NCLT route ruled out for Suzlon Energy, lenders to set up escrow account

Throwing a lifeline to India’s leading wind turbine maker and debt-ridden Suzlon Energy, lenders to the company have finalised a resolution plan. 

They hope to conclude the process by the month end, which is also the deadline for the resolution.

Sources said barring one bank, all lenders are ready to convert more than 50 per cent of the total debt into new debt. The remaining will be haircut taken by the lenders or unsustainable debt. State Bank of India, Punjab National Bank (PNB), Union Bank and Bank of Baroda are major lenders to the company. Of this, PNB is learnt to have resisted to the resolution plan.

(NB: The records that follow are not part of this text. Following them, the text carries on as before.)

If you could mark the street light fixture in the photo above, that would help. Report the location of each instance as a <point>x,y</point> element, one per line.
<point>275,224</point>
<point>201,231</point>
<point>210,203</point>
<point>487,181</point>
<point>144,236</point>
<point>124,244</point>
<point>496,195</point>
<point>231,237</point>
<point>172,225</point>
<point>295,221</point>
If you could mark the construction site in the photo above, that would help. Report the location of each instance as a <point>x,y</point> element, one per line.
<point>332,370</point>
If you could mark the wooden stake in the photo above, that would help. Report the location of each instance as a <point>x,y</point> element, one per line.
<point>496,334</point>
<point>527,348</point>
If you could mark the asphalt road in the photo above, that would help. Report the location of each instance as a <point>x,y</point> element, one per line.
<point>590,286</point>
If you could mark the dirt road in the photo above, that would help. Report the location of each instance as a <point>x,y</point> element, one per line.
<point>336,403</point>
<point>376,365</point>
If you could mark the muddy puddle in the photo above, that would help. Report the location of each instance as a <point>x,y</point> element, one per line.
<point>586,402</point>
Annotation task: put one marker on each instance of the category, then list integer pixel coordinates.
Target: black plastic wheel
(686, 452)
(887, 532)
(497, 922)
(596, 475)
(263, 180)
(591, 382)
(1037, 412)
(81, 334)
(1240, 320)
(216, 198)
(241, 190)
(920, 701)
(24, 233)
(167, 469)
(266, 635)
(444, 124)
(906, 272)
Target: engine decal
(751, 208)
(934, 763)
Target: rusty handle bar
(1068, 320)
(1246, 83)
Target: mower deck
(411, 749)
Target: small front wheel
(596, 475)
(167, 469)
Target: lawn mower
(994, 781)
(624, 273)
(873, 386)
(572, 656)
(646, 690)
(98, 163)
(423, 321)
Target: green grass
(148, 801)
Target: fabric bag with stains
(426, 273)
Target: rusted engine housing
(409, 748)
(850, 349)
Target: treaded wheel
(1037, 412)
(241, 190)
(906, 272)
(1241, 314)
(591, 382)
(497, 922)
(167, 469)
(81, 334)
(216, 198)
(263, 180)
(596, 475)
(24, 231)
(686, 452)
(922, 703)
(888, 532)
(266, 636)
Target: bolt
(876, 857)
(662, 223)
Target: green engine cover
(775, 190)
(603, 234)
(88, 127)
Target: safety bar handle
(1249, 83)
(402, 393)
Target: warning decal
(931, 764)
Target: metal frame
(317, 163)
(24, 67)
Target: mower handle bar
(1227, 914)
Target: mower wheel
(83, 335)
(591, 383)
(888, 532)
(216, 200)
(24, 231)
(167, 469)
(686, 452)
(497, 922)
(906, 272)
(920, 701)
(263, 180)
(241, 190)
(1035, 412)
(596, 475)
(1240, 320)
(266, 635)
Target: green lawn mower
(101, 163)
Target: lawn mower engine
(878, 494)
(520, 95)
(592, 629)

Part of the plan is also to create an escrow account for the company to help complete its pending projects. 

“Lenders would get the returns, and profit margin, if any, will go to Suzlon,” said an executive. The annual amount to be spent from the escrow account would be in the range of Rs 800-1,200 crore.

The lenders seem to have decided against insolvency proceedings against the company and will work on the sustainable debt of Suzlon.

Suzlon is reeling from a debt of Rs 7,000 crore, and was looking for new investors by paring promoter stake. However, no deal went through.

For the quarter ended June 2019, Suzlon reported a net loss of Rs 337 crore and revenue of Rs 833 crore. As of June 2019, the company’s consolidated net term debt, including foreign currency convertible bonds (FCCBs), was at Rs 7,751 crore and working capital debt was Rs 4,000 crore.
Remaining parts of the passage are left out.